According to local reports on Thursday, January 18, some Financial Supervisory Service (FSS) officials, who were aware of the upcoming announcements of a complete ban or significant restrictions on trade, bought and sold crypto-currency just before this information went Public.
FSS chief Choi Hyung-sik confirmed the suspicions at a meeting on Thursday, admitting:
“We confirmed the intelligence.We confirmed that some officials had done such an act.”
Allegations of corrupt activity further weakened Seoul’s position after its highly offensive and contradictory campaign on cryptocurrency regulation provoked a substantial public clamor.
A public petition requesting for a reversal of restrictions and the dismissal of some high-level ministers has now attracted more than 200,000 signatures, which means that a government response is required within 30 days.
Meanwhile, the legality of any crypto-initiated trade based on classified knowledge is unclear at the moment.

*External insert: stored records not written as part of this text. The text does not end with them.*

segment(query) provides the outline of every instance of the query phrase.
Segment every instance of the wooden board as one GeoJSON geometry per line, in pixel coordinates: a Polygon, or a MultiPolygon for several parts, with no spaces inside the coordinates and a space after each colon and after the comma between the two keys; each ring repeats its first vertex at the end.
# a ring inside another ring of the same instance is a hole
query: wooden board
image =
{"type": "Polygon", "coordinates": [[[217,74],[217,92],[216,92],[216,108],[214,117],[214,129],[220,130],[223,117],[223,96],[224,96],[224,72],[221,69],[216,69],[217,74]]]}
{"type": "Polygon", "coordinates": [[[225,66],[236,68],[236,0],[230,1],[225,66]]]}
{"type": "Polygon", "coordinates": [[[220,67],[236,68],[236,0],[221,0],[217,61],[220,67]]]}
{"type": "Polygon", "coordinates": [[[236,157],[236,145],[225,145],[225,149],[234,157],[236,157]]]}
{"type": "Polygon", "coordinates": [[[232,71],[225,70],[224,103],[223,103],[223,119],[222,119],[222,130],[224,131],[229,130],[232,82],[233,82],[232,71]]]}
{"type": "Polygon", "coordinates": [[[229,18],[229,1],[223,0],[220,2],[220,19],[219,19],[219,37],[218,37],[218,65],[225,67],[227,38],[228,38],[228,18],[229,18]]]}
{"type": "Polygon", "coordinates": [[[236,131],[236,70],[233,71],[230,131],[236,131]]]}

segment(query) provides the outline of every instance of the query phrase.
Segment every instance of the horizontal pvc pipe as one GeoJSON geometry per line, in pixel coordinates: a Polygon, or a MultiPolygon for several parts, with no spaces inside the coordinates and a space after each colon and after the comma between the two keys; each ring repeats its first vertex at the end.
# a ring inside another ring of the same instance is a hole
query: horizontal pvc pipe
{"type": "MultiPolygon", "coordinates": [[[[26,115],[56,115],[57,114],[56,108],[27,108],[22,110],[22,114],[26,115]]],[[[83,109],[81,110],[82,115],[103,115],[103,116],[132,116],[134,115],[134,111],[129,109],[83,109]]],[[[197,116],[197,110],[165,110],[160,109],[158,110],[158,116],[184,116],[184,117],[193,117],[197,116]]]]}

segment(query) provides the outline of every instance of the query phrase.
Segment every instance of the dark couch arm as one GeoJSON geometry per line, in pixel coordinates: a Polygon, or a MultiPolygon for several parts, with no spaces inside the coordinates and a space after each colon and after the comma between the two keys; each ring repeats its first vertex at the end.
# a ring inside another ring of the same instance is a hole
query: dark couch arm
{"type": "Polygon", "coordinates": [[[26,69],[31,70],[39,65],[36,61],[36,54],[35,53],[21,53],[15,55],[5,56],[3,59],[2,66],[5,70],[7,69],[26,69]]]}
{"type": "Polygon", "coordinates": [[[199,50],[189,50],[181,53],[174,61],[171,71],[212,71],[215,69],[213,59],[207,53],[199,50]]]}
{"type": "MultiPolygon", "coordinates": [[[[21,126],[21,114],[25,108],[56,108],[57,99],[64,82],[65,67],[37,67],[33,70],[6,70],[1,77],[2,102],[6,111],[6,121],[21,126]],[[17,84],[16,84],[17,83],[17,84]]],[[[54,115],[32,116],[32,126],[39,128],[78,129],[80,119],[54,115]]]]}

Ironically, the uncertain legal status of cryptocurrency means that the practice cannot be managed as a negotiation involving fully regulated instruments.
An FSS official said:
“There is no code of ethics and no code of conduct for investing in cryptocurrency according to FSS regulations, so it’s hard to say anything about punishment at this point.”
China also points out that officials could be charged not with accusations about “inside trading,” but more generally with “the misuse of internal information.”